Un journal espagnol révèle les projets d’ingérence algérienne dans les institutions européennes
Madrid, 3 février 2023 (MAP) – L’Algérie s’immisce dans l’UE. Le journal espagnol « Crónica Global » a dénoncé l’ingérence algérienne dans les institutions européennes, soulignant que le régime algérien utilise le soi-disant « intergroupe Sahara » pour faire éclore ses projets d’ingérence au sein du Parlement européen.
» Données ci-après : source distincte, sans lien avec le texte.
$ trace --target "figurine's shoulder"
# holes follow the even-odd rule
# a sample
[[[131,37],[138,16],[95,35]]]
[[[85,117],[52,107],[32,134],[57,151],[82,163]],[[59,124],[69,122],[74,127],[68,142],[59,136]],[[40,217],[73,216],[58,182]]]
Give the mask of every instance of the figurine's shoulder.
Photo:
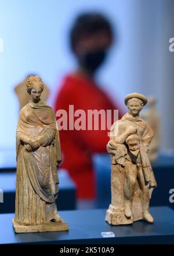
[[[27,108],[28,108],[28,106],[29,103],[26,104],[26,105],[25,105],[24,107],[23,107],[20,111],[20,114],[25,114],[25,113],[26,113]]]
[[[124,128],[125,126],[125,122],[124,120],[120,119],[119,120],[115,121],[114,124],[111,126],[111,129],[114,129],[117,126],[118,126],[119,128]]]

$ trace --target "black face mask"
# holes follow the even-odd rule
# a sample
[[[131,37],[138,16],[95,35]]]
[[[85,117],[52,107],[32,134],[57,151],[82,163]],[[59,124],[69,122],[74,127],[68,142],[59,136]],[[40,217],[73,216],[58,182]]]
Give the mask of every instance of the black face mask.
[[[104,50],[89,52],[84,54],[80,59],[80,65],[92,73],[103,62],[106,52]]]

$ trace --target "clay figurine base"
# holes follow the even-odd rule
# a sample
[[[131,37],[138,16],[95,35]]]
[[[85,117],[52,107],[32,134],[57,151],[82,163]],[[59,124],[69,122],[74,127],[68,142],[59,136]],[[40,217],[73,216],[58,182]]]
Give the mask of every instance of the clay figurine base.
[[[133,218],[127,219],[125,214],[122,212],[117,212],[110,205],[109,208],[107,210],[106,221],[107,221],[111,225],[125,225],[132,224],[133,223]]]
[[[61,223],[51,222],[42,225],[24,226],[16,223],[13,219],[13,223],[16,233],[46,232],[68,230],[68,225],[64,221]]]

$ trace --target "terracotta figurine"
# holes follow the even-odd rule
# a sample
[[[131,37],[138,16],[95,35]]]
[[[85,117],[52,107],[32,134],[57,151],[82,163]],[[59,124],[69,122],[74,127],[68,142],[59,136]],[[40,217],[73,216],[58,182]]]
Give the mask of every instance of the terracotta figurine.
[[[111,204],[106,215],[110,224],[153,222],[148,208],[157,183],[147,156],[153,132],[139,116],[147,102],[142,94],[127,95],[129,111],[111,127],[107,146],[111,158]]]
[[[17,96],[19,103],[20,104],[20,110],[28,103],[30,100],[30,95],[26,91],[26,82],[28,78],[32,75],[27,75],[24,81],[21,82],[14,88],[14,92]],[[41,100],[43,102],[46,101],[46,99],[49,96],[49,89],[44,83],[44,91],[43,91],[41,96]]]
[[[55,200],[57,167],[61,162],[59,131],[53,109],[40,99],[44,83],[37,75],[26,81],[31,99],[20,111],[16,131],[16,233],[66,230]]]

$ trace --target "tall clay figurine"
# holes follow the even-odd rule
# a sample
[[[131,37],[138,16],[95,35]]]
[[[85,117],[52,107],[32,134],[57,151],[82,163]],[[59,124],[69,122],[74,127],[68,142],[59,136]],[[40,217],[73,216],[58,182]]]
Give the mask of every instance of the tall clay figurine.
[[[26,82],[31,95],[20,111],[16,131],[16,233],[66,230],[57,213],[57,167],[61,162],[59,131],[53,109],[41,100],[44,83],[37,75]]]
[[[147,102],[142,94],[127,95],[129,111],[111,127],[107,146],[111,158],[111,204],[106,215],[111,225],[154,221],[148,208],[157,183],[147,155],[153,132],[139,116]]]

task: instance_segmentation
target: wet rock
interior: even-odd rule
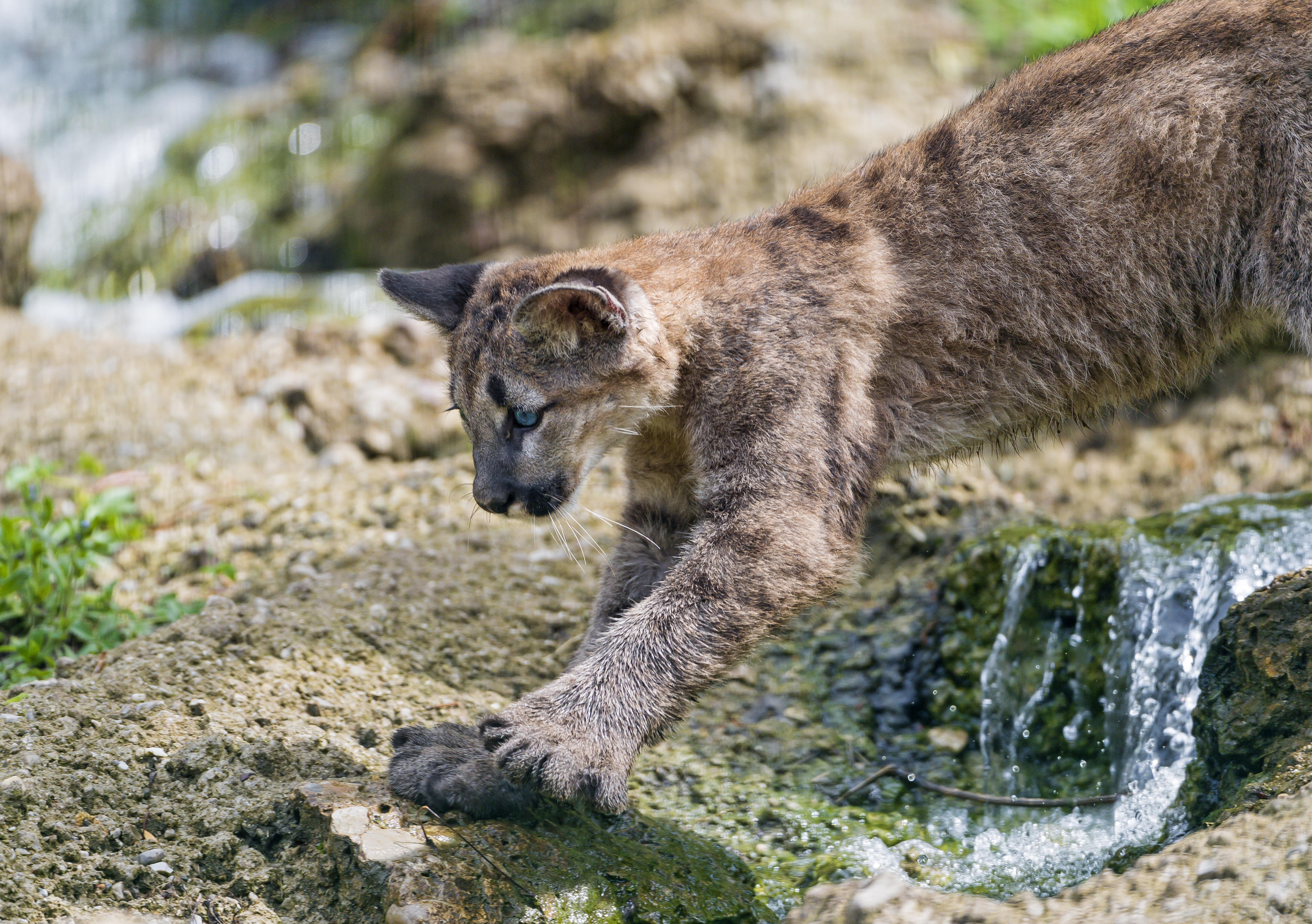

Sur le papier, les intergroupes sont un lieu d’échanges informels sur des questions précises et de favoriser les contacts entre les eurodéputés et la société civile, écrit le journal espagnol, précisant que le cas de l’Algérie illustre cependant comment ils sont cooptés par des intérêts de des pays tiers, envisageant de s’immiscer dans les institutions européennes à travers l’intergroupe Sahara, “le seul sur une zone géographique précise”.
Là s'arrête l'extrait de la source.